So far, it looks like Recoll has failed to index my 4500 MacWord 5 and WriteNow legacy documents… I guess antiword and wvWare doesn’t read such old documents.

It appears that LibreOffice 4.1 converts now almost all of these pre-OSX MAC text formats, using libmwaw (http://sourceforge.net/p/libmwaw/wiki/Home/), one of the libraries from the libwpd family.

Would it be possible to integrate it to Recoll too ?


I gave a try to opening one of the sample documents from your fridrich link in libreoffice 4.1, and I can indeed save to odt, which can then be processed by the regular Recoll input filter.

So it should be possible to build an input filter for these files, using either the command line version of libreoffice, or the unoconv script. This will be very slow, these commands don’t work fast.

One of the difficulties for Recoll will be to identify the document types to chose the right filter.
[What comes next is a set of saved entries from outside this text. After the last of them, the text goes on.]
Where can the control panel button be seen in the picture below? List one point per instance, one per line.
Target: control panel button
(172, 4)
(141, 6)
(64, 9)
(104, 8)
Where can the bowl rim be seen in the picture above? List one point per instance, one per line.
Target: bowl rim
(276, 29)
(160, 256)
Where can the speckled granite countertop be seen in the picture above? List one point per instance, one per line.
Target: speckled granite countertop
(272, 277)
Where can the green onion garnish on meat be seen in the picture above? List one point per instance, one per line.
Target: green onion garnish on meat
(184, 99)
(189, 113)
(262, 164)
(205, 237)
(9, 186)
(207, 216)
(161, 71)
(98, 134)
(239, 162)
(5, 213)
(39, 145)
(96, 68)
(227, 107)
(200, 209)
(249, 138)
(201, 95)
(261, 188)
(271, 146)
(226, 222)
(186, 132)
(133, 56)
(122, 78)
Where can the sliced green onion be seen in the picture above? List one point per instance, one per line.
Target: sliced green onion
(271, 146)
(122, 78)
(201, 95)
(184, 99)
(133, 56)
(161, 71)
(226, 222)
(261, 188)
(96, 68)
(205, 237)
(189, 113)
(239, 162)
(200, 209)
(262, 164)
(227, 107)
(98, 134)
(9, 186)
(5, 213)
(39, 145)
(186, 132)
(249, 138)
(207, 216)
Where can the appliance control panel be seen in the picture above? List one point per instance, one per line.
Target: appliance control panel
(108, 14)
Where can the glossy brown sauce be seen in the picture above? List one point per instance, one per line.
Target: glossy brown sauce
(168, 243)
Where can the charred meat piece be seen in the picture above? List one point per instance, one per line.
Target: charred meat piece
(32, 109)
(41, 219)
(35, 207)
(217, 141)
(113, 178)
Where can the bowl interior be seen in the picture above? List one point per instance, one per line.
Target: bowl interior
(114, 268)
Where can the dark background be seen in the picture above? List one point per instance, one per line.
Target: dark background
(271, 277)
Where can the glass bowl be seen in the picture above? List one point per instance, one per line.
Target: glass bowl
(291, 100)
The "file" command on Mac OS X does not seem to know about these types (it just says data). Do your documents have recognizable name extensions ?

Another approach would be to batch-convert the whole bunch to odt, and index the result instead. This would not take more time that the recoll indexing (same conversion), and it will only have to be done once. Once it’s done, re-indexing and preview will not have to use unoconv/libreoffice and will become fast.